The provisions relied on by defendants as requiring the inclusion of an omnibus clause are applicable only to policies which are certified under Sections 899 and 900, and these sections only apply when the driver has had an accident and has been cast in an unsatisfied judgment. They are, therefore, not applicable to the instant policy, and we need not decide whether these provisions require the inclusion of an omnibus clause in policies to which they are applicable.
Since we have found no statute requiring this Court to void the exclusionary provision in the policy before us, we must now determine whether the exclusion conflicts with any public policy of this State. Defendants rely on jurisprudence indicating that the public policy as expressed in the Louisiana Direct Action Statute, LSA-R.S. 22:655 (1950) is that a liability insurance policy is issued primarily for the protection of the public rather than for the protection of the insured. Lewis v. Manufacturers Casualty Ins. Co., 107 F. Supp. 465 (W.D.La. 1952); Buxton v. Midwestern Ins. Co., 102 F. Supp. 500 (W.D.La. 1952); West v. Monroe Bakery, 217 La. 189, 46 So.2d 122 (1950); Musmeci v. American Automobile Insurance Co., 146 So.2d 496 (La.App. 4th Cir. 1962). We agree that the public policy is thus correctly stated, but in view of the authorities previously cited holding that insurance companies have the same right as individuals to limit their liability and to impose conditions on their obligations, we think this policy does not require an insurer to be held liable to a member of the public for a risk not contemplated by the parties to the insurance contract.
No Louisiana decision has been found settling the issue as to whether an omnibus clause is required in liability insurance policies. However, two cases have been found in which Louisiana policies containing no omnibus clauses were held to extend no coverage to accidents which occurred when a person other than the owner of the automobile was driving the car with the permission of the owner. Barrett v. Employers' Liability Assur. Corp., 118 F.2d 799 (5 Cir. 1941); Graham v. American Employers' Ins. Co., 171 So. 471 (La.App. 2d Cir. 1937). In neither case was the State's so-called public policy deemed to require the inclusion of an omnibus clause in the insurance contract.
If presented with the issue before us, we think Louisiana courts would follow the rule as stated in 45 C.J.S. Insurance § 829c(1):
"In the absence of a statute requiring the policy to contain greater coverage or a provision for extended coverage in the contract, the policy may restrict the coverage to liabilities arising only while insured is operating the motor vehicle."

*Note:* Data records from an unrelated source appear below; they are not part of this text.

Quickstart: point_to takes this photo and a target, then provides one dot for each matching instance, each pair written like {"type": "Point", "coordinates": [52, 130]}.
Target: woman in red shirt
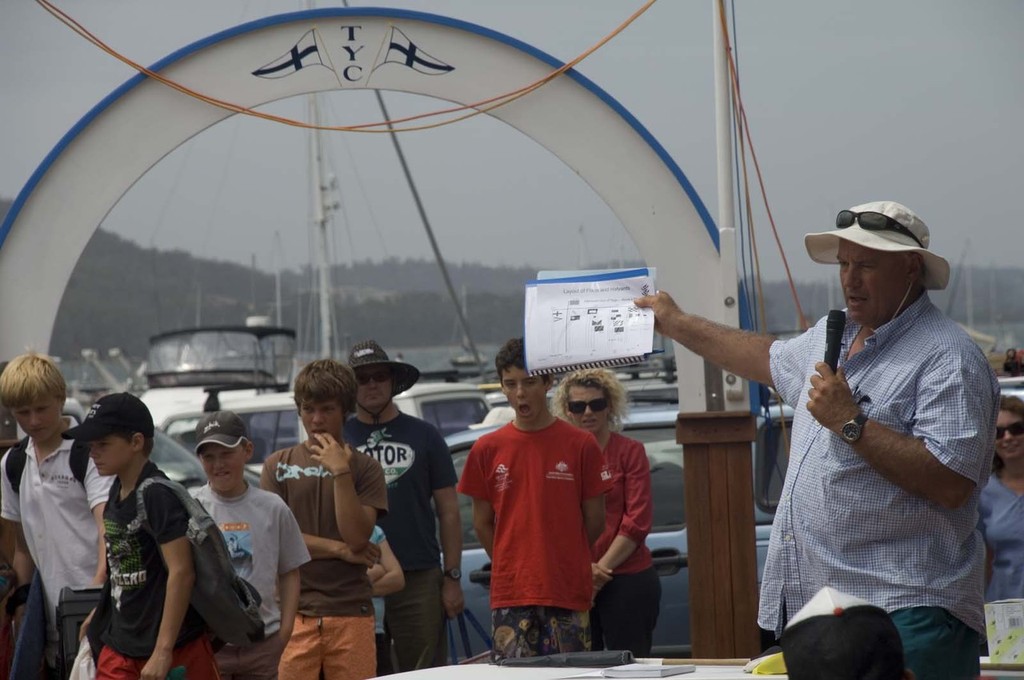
{"type": "Point", "coordinates": [627, 591]}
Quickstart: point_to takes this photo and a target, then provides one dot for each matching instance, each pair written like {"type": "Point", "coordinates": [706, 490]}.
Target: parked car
{"type": "Point", "coordinates": [1012, 386]}
{"type": "Point", "coordinates": [654, 426]}
{"type": "Point", "coordinates": [273, 421]}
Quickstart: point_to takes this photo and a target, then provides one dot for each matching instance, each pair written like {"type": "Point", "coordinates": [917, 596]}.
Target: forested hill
{"type": "Point", "coordinates": [120, 294]}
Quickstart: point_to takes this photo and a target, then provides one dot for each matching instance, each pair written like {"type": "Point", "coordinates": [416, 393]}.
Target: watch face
{"type": "Point", "coordinates": [851, 431]}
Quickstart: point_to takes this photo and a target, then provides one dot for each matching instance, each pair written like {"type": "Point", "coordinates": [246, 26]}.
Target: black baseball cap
{"type": "Point", "coordinates": [113, 414]}
{"type": "Point", "coordinates": [223, 427]}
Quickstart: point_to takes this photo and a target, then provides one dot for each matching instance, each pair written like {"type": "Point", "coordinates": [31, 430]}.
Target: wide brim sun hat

While the omnibus clause is included in the standard automobile liability insurance policy, the Louisiana Insurance Code does not require the standard form for automobile liability insurance. Kennedy v. Audubon Insurance Co., supra. Nor is any other statutory authority shown to require the inclusion of such a clause.
In the absence of a statute requiring such inclusion and absent any legislative or judicial expression of public policy requiring such clause, we hold that the unambiguous exclusion in the policy before us is binding on the parties to the insurance contract and must be enforced by this Court. Under this exclusion plaintiff is entitled to a declaratory judgment that the policy does not afford coverage for the injuries sustained by defendants.
Since there appears to be no genuine issue as to any material fact, and since plaintiff is entitled to judgment as a matter of law, its motion for summary judgment is granted. F.R.Civ.P. 56(c).